Rentabilité de niveau entreprise pour les PME, sans les budgets Big-4
La capacité sérieuse de calcul de coûts et de rentabilité a été conçue pour les géants : des missions Big-4 chiffrées en millions et des plateformes de costing d'entreprise qui demandent des années de mise en oeuvre. Les petites et moyennes entreprises se sont retrouvées avec des tableurs, de l'intuition, ou rien du tout. Nous avons reconstruit à la fois la méthode et l'outillage pour la PME. La méthode TDABC (Time-Driven Activity-Based Costing) vous donne la même vérité de coût et de rentabilité, défendable, que les géants achètent au prix fort ; CostCtrl la livre sous forme de logiciel, à l'échelle et au prix d'une PME. La même rigueur, dimensionnée et tarifée pour le fonctionnement réel d'une PME B2B.

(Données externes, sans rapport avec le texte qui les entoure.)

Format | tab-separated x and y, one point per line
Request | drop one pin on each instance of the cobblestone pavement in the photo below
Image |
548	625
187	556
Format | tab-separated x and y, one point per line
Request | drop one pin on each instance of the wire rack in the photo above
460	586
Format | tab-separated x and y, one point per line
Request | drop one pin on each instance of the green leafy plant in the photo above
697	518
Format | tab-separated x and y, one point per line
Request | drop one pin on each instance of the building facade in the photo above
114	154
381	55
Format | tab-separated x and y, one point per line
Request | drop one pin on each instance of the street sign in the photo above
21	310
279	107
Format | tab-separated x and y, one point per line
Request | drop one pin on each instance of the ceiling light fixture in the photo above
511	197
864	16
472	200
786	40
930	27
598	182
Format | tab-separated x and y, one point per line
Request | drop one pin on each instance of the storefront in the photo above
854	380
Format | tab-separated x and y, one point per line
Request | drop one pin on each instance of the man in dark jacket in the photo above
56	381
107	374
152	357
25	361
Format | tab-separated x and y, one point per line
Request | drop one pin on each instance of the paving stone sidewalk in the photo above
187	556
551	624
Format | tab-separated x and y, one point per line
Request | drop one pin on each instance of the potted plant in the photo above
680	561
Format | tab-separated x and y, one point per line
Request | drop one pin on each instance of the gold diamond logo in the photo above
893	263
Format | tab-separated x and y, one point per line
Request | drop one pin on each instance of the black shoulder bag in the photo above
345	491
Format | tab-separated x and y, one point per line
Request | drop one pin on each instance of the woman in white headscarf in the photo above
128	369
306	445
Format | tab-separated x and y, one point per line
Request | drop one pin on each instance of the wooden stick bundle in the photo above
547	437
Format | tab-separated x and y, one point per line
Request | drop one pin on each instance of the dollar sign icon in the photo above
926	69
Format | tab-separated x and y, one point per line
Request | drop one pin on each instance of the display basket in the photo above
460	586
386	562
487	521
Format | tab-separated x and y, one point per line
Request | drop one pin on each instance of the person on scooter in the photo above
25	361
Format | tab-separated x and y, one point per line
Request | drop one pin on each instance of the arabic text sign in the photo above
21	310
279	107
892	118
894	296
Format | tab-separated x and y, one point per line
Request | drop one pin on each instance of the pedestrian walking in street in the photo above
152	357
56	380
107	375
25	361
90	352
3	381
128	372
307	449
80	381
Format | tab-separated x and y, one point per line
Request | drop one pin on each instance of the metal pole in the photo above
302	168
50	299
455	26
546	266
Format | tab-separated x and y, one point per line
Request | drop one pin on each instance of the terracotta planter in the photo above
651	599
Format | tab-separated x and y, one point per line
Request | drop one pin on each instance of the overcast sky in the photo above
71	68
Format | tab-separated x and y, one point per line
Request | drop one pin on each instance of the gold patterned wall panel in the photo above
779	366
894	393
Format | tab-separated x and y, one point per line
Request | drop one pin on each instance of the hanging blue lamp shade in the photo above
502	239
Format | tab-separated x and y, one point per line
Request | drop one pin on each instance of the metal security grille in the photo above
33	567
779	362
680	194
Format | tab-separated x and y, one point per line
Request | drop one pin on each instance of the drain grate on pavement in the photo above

L'analyse de rentabilité de niveau entreprise n'a longtemps été accessible qu'aux organisations capables de s'offrir des missions de conseil Big-4 ou des suites de costing à plusieurs millions, comme SAP Profitability and Cost Management ou Oracle Hyperion Profitability and Cost Management. Ces voies sont lentes, coûteuses et rarement les mieux adaptées à une entreprise de taille moyenne. Nous comblons cet écart en associant une méthode rigoureuse à un logiciel conçu pour cela : le TDABC (Time-Driven Activity-Based Costing, tel que formulé par Kaplan et Anderson) pour une rentabilité défendable par client, produit et canal, et CostCtrl pour l'industrialiser. Le résultat est livré en semaines et non en années, construit sur les données que vous possédez déjà, et remis à votre propre équipe finance qui en devient propriétaire. La même vérité que les géants achètent, sans le budget des géants.
Pourquoi le travail rigoureux de rentabilité a été mis hors de portée des PME
Pendant trente ans, les deux voies crédibles vers une vision défendable de la rentabilité reposaient toutes deux sur de gros budgets et de longs cycles d'achat. La première était une mission de conseil auprès de l'un des grands cabinets : réellement compétente, réellement coûteuse, et généralement calibrée pour un groupe pesant des centaines de millions de chiffre d'affaires et disposant d'un budget de transformation à l'avenant. La seconde était un logiciel de costing d'entreprise, sous licence et déployé sur des trimestres ou des années, tarifé pour des organisations dotées d'une équipe de comptabilité analytique dédiée pour le faire tourner.
Aucune des deux n'a été pensée pour une entreprise de taille moyenne. Le marché s'est formé autour des clients capables de payer, si bien que l'outillage, la tarification et le modèle de livraison présupposaient tous une échelle que la plupart des PME n'ont tout simplement pas. Ce n'est pas un reproche adressé aux acteurs en place ; c'est un constat sur la façon dont le marché s'est construit. La capacité a suivi les plus gros chèques, et les plus gros chèques n'allaient jamais venir d'une entreprise de quarante salariés dont le contrôleur de gestion porte trois casquettes.
Il en résulte un écart de capacité qui n'a rien à voir avec le besoin. Une PME B2B fait face exactement aux mêmes questions qu'une grande entreprise. Quels clients gagnent réellement de l'argent une fois chargé le coût de les servir ? Quels produits portent le mix ? Où la marge fuit-elle discrètement, par les remises, l'intensité de service ou une longue traîne de petites commandes ? Les questions sont identiques ; seul l'accès aux moyens d'y répondre correctement a été inégal.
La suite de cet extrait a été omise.